Chandler returned to California again in 1919, became a prosperous oil company executive, and married beautiful former model Cissy Pascal in 1924, thinking she was eight years his senior—she was actually 18 years older. (Marriage: full of these little surprises.) In the early 1930s, Chandler lost it, drinking and carrying on with women until he was fired, which prompted him to try writing again, and this time it took. He first published short stories in pulp magazines like Black Mask and Dime Detective.
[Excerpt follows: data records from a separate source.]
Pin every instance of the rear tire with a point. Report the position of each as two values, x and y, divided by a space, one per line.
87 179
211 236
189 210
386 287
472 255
His first novel, The Big Sleep, was published in 1939 and was based on several of his stories; the film version came out in 1946, starring Humphrey Bogart. His other novels include Farewell, My Lovely (1940), The High Window (1942), The Lady in the Lake (1943), The Little Sister (1949), The Long Goodbye (1953), and Playback (1958). Chandler also wrote screenplays, most notably Double Indemnity (1944), The Blue Dahlia (1946), and Strangers on a Train (1951).
Chandler’s wife died in 1954 and he was devastated, attempting suicide and struggling with depression and alcoholism until he himself died of pneumonia at a hospital in La Jolla, California.
In Farewell, My Lovely, Chandler wrote: “It was a blonde. A blonde to make a bishop kick a hole in a stained-glass window.”
On that edifying note, have a lovely Tuesday and stay scrupulously honest to the data.